Go Ape said it could not longer operate at Crathes Castle near Banchory given the extent of the damage to the site last November.
The adventure playground, where users navigate the woodland at height on a series of zip wires, rope bridges and swings, opened at the castle in 2011.
National Trust for Scotland, which owns and runs Crathes, said it was with “great sorrow” that Go Ape will leave the site.
Since the storm five months ago, attempts have been made to find an alternative spot for the adventure park in the castle grounds, but no suitable location could be found.
Iain Hawkins, the National Trust’s general manager for the North East, said: “It’s with great sorrow that we’ve been informed of Go Ape’s intention to vacate the grounds of Crathes Castle.
“Unfortunately, we must face up to the reality that this winter’s violently destructive storms have damaged the northern segment of the property’s woodland, where Go Ape is located, to such an extent that the attraction is no longer viable.
“We did look for potential alternative locations within the grounds but, unfortunately, there is nothing suitable and we have to bow to the inevitable. It’s a real shame, as Go Ape attracted so many visitors, especially young people, and we will always be grateful that the partnership was so successful for so long.”
Go Ape runs similar sites at Aberfoyle in the Trossachs, Glentress Forest in the Borders and Dalkeith in Midlothian.
The company said it would “fondly remember” its time in Deeside.
In a statement, the company said: “The adventure is over. Sad news. Our forest doors at Crathes Castle have closed for good.
“Storm Arwen left her mark in November 21 and our course received significant damage.
“It’s been an adventure and one we’ll fondly remember.”
NTS properties were particularly badly hit by the storm, which lashed North East Scotland and England with winds peaking at more than 90mph.
The conservation charity estimated that up to one million trees on it estate were either damaged or destroyed by Storm Arwen.
Up to 100,000 trees were blown down at Haddo House near Tarves in Aberdeenshire alone. A further 200 trees came down at Castle Fraser near Sauchen with Leith Hall at Kennethmont also badly hit.
Paths throughout many grounds remain closed with a mass replanting programme now being drawn up at the trust.
Many of NTS’s estate woodlands in the North East were planted following another extreme rare weather event - the Great Storm of 1953.

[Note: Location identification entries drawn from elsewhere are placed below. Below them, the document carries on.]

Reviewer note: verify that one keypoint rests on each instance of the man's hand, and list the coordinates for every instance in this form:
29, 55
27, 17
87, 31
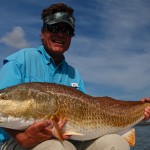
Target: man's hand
147, 109
37, 133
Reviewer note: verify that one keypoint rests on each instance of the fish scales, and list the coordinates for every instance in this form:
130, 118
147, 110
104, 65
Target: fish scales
88, 115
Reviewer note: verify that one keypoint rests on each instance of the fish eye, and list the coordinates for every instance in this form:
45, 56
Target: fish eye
3, 96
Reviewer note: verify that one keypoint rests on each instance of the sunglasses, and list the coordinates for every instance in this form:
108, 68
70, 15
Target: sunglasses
67, 30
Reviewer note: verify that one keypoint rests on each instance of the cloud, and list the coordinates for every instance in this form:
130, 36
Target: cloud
15, 38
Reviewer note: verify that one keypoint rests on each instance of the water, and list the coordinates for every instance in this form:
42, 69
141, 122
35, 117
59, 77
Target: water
142, 138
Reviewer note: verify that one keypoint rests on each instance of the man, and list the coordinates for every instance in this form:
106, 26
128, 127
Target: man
47, 64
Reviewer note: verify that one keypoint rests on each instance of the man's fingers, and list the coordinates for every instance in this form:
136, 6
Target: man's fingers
39, 126
62, 122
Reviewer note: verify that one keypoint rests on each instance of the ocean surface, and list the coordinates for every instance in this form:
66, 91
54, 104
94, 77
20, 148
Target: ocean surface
142, 138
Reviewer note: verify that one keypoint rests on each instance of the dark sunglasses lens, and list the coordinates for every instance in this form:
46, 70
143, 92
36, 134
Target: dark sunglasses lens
52, 29
67, 30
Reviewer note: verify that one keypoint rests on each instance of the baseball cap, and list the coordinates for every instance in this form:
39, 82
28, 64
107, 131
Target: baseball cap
60, 17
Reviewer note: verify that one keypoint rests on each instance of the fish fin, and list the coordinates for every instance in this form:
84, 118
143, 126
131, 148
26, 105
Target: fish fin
56, 130
47, 116
130, 137
73, 133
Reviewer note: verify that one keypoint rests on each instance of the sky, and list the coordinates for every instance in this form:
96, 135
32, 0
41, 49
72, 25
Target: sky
111, 47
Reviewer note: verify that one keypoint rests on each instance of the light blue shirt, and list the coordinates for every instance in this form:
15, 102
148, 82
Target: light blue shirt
35, 65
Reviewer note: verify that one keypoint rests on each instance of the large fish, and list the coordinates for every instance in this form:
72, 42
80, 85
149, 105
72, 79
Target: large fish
88, 117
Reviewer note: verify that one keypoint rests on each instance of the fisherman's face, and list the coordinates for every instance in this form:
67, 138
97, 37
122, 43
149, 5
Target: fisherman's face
56, 39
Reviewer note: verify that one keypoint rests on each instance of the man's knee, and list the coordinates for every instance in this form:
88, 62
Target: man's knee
109, 142
55, 144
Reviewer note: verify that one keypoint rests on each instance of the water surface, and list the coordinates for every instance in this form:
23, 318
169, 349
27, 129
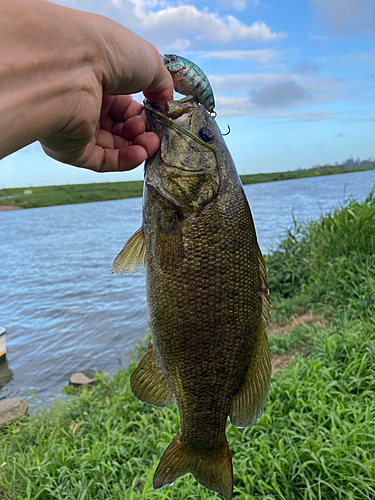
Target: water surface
63, 309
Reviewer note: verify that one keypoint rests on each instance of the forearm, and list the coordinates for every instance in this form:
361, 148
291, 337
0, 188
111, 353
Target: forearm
56, 64
39, 70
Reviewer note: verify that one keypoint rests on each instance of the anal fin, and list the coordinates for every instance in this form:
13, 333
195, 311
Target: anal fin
247, 404
212, 470
147, 382
132, 256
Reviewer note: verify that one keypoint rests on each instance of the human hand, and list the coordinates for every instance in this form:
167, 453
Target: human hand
74, 97
119, 141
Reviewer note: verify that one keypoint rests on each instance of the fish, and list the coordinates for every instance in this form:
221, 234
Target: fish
207, 295
189, 79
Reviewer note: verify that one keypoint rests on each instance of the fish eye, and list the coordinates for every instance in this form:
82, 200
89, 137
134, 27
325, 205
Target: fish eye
206, 134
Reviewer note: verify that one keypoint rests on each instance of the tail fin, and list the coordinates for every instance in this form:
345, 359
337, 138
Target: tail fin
211, 470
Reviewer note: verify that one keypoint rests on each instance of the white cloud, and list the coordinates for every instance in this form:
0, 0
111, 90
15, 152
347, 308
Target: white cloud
162, 22
281, 94
203, 26
303, 117
259, 56
346, 16
243, 82
306, 67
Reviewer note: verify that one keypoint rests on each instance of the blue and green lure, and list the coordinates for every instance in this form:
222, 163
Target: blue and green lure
189, 79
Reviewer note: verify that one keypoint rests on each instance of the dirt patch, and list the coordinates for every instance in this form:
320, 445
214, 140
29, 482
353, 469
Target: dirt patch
308, 319
6, 208
280, 360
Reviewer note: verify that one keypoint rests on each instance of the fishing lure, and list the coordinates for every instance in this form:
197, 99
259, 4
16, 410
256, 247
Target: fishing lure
189, 79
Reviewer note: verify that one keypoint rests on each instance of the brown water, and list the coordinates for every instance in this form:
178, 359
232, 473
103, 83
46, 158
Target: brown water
63, 309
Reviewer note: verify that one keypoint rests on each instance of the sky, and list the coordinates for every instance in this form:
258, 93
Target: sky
295, 80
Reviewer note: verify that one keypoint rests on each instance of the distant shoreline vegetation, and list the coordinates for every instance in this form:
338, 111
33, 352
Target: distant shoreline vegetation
45, 196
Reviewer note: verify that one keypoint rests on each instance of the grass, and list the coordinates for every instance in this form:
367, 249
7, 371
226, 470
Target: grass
316, 437
45, 196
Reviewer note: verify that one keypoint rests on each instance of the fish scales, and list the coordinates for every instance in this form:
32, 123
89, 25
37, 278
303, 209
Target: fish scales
207, 296
189, 79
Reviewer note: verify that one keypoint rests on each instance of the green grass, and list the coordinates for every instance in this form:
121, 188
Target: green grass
316, 437
299, 174
45, 196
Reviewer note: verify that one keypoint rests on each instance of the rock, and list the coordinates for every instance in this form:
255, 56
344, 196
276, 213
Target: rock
84, 377
12, 409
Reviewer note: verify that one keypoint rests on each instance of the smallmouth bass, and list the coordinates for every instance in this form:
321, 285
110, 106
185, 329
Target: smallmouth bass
207, 295
189, 79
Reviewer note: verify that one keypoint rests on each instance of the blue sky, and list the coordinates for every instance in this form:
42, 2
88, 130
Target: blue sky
295, 80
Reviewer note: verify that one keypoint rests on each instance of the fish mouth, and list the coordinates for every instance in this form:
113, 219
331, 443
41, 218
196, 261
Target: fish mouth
174, 114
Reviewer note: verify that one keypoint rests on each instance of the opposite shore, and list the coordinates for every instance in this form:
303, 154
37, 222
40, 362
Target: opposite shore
45, 196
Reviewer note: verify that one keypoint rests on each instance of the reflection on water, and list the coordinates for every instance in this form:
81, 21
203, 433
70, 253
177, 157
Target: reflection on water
6, 374
63, 309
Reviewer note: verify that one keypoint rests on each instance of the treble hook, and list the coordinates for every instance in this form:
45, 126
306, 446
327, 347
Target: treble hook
228, 131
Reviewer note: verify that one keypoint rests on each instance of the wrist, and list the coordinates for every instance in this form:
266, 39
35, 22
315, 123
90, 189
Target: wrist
45, 68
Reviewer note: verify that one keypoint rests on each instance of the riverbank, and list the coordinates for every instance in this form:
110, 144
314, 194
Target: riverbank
45, 196
316, 436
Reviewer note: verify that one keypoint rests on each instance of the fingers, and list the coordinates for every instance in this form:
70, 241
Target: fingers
118, 154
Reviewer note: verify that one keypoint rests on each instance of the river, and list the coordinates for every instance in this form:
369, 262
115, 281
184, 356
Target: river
63, 309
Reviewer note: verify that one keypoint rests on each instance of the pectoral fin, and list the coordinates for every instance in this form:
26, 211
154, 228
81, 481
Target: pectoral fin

As a major landowner at the time, NTS embarked on mass replanting with Sitka spruce, Norway pine, larch and Scots pine taking root.
In many cases, it is these trees, now matured, that came down during Storm Arwen last year.
Meanwhile, one insurance company said it had received claims worth more than £80m following Storm Arwen, with 8,000 separate claims made.
The total cost to insurers has been estimated at between £250m to £300m.